This week, the main thing that I learned about is what it means to have mastered the self. In most dictionaries, the definition is simple. “self-control.” I don’t believe that this can be simplified so much though. The Merriam-Webster dictionary defines it this way, “the power to control one’s actions, impulses, or emotions.” That is a lot closer than the first, but still a far cry from what I have come to think it to mean.
Selfgrowth.com I think is the best source for understanding this word. “Self Mastery, alone, sounds like a selfish term; but if you cannot help yourself, you will have limited ability to help others. Self mastery is the ability to make the most out of your physical, mental, and spiritual health. In other words, to be the best you can be.”
There’s a lot more to it though, so I definitely encourage anyone and everyone to check out the site here.
To be the best you can be means to stop making up excuses. In order to master the self, we must be aware of the self and not stand in our own way in terms of development. We need to know our dreams and desires, know our weaknesses and pitfalls, then do everything to become the best version of our self.
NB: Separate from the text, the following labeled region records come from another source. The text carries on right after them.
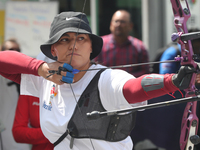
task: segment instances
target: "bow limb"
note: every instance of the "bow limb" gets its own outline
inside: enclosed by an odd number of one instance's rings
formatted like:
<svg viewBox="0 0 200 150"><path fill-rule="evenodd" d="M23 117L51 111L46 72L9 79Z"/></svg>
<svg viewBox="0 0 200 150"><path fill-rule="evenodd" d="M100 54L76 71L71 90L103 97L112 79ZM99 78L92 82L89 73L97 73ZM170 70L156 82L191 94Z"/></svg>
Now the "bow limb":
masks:
<svg viewBox="0 0 200 150"><path fill-rule="evenodd" d="M187 0L171 0L172 9L174 13L174 25L178 31L178 34L188 33L187 20L190 18L190 9ZM197 64L193 60L193 49L191 41L181 41L178 43L181 45L181 65L190 65L197 68ZM187 49L186 49L187 48ZM195 87L196 73L193 73L192 79L188 89L185 89L185 97L197 95L197 89ZM181 135L180 135L180 149L181 150L193 150L195 142L191 140L197 134L198 117L196 116L197 101L188 102L184 110ZM196 136L195 136L196 137ZM198 137L197 137L198 138ZM198 140L198 139L196 139Z"/></svg>

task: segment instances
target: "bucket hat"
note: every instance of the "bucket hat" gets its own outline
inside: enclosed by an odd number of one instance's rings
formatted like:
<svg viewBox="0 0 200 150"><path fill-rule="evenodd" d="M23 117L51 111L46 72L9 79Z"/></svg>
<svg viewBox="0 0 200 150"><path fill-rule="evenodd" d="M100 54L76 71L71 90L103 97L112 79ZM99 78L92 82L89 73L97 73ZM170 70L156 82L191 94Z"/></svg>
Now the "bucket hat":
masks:
<svg viewBox="0 0 200 150"><path fill-rule="evenodd" d="M84 13L72 11L62 12L54 17L50 28L49 40L40 46L41 51L47 57L57 60L57 57L51 54L51 45L56 43L67 32L89 34L92 41L90 60L101 52L103 40L100 36L92 34L87 16Z"/></svg>

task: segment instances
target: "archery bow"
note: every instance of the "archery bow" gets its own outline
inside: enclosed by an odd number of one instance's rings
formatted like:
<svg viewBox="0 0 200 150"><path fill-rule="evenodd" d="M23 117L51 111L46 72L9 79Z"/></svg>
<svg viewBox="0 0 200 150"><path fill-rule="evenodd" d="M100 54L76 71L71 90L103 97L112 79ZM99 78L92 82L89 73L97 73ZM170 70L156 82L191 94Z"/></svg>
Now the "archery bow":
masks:
<svg viewBox="0 0 200 150"><path fill-rule="evenodd" d="M178 31L178 35L188 33L187 20L190 18L191 13L187 0L171 0L172 9L174 13L174 25ZM172 35L172 40L174 35ZM194 62L194 53L192 49L191 41L178 40L181 45L181 65L190 65L197 68L197 64ZM186 49L188 48L188 50ZM198 90L195 87L196 73L193 73L192 79L188 89L185 89L185 97L195 96L198 94ZM184 110L182 123L181 123L181 135L180 135L180 149L181 150L193 150L194 144L197 144L199 137L197 134L198 117L196 116L197 101L188 102Z"/></svg>

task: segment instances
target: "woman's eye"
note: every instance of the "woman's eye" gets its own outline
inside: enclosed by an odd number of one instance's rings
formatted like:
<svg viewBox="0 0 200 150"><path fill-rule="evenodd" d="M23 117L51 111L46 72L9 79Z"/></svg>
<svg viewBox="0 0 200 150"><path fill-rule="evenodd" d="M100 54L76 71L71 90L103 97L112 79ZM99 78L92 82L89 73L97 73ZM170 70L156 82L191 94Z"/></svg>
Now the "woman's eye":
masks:
<svg viewBox="0 0 200 150"><path fill-rule="evenodd" d="M61 42L66 42L66 41L68 41L68 39L64 38L64 39L61 39L60 41Z"/></svg>
<svg viewBox="0 0 200 150"><path fill-rule="evenodd" d="M78 37L78 40L82 41L82 40L84 40L84 37Z"/></svg>

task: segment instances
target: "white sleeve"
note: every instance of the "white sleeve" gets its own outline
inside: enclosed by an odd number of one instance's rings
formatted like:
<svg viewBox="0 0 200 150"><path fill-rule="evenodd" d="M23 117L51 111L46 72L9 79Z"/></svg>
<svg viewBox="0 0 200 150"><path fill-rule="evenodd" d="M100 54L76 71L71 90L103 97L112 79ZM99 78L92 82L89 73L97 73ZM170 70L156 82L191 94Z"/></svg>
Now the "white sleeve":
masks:
<svg viewBox="0 0 200 150"><path fill-rule="evenodd" d="M125 99L123 86L132 78L135 77L119 69L107 69L102 72L98 88L101 102L106 110L125 109L147 104L147 101L129 104Z"/></svg>
<svg viewBox="0 0 200 150"><path fill-rule="evenodd" d="M41 86L41 84L41 77L30 74L22 74L20 83L20 94L39 97L39 85Z"/></svg>

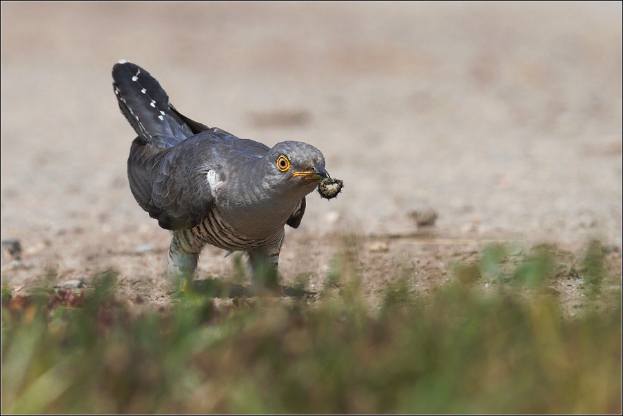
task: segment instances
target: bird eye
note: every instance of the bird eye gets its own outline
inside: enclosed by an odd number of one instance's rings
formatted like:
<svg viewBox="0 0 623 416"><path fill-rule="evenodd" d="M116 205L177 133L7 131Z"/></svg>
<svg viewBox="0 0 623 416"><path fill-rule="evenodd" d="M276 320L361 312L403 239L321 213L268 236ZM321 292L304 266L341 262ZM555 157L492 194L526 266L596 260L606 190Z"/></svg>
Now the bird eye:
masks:
<svg viewBox="0 0 623 416"><path fill-rule="evenodd" d="M277 169L285 172L290 168L290 162L285 156L280 156L277 159Z"/></svg>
This week as I studied for my classes, I found myself growing frustrated with myself and with my lack of knowing where I am headed. But as I read a talk assigned to me for class, I caught myself. In the talk “Success is Gauged by Self-Mastery” by N. Eldon Tanner, a quote is given from da Vinci. He said, “the height of a man’s success is gauged by his self-mastery; the depth of his failure by his self-abandonment. … And this law is the expression of eternal justice. He who cannot establish dominion over himself will have no dominion over others.”
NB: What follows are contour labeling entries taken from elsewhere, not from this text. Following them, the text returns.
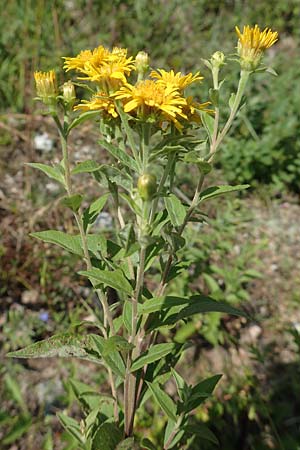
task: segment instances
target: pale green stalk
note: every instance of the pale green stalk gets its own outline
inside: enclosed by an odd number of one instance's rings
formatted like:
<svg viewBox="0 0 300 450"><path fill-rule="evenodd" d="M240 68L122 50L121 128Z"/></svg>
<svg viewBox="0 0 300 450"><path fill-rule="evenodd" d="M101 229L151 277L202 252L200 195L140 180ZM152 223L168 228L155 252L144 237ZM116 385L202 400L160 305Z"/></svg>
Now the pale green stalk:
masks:
<svg viewBox="0 0 300 450"><path fill-rule="evenodd" d="M70 160L69 160L69 152L68 152L68 147L67 147L67 136L64 133L61 124L59 122L59 119L57 116L55 116L55 122L58 125L58 130L59 130L59 134L60 134L60 139L61 139L61 147L62 147L62 155L63 155L63 164L64 164L64 169L65 169L65 185L66 185L66 191L68 196L70 197L72 195L72 183L71 183L71 170L70 170ZM87 243L87 238L86 238L86 234L84 231L84 226L83 226L83 221L82 221L82 217L81 214L73 211L73 215L74 218L76 220L78 229L79 229L79 233L80 233L80 237L81 237L81 243L82 243L82 248L83 248L83 254L84 254L84 260L86 263L86 267L88 270L92 269L92 263L91 263L91 258L90 258L90 254L89 254L89 249L88 249L88 243ZM103 294L103 292L100 289L95 289L98 298L102 304L103 307L103 312L104 312L104 331L106 334L106 338L108 337L108 333L107 333L107 323L109 323L109 327L110 327L110 331L112 334L115 334L115 330L114 330L114 324L113 324L113 320L112 320L112 316L109 310L109 305L107 302L107 299L105 297L105 295ZM111 392L112 392L112 396L114 398L114 417L115 417L115 421L118 422L118 397L117 397L117 389L116 389L116 385L115 385L115 381L114 381L114 377L113 377L113 373L112 370L109 366L107 366L107 371L108 371L108 376L109 376L109 382L111 385Z"/></svg>

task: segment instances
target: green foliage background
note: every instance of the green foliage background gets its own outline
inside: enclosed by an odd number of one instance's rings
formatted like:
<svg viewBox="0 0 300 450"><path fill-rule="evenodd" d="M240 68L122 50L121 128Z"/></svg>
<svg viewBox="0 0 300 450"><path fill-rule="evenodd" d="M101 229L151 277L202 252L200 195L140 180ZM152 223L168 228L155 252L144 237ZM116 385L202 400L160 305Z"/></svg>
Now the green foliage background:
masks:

Focusing in on our failures does not equate to progress or change. Focusing in on positive change does that. We must be aware of our shortcomings, but then have the willpower to propel us forward. It is this power that allows us to do the hard things. Because, lets face it, life isn’t easy. It wasn’t meant to be. If it were, college would be free and change would be easy. It is through the struggle that we realize our strength. It is through the realization of that strength that we obtain the courage to do hard things again. We must start in order to come out victorious in the end. If we did so, how glorious our lives would be!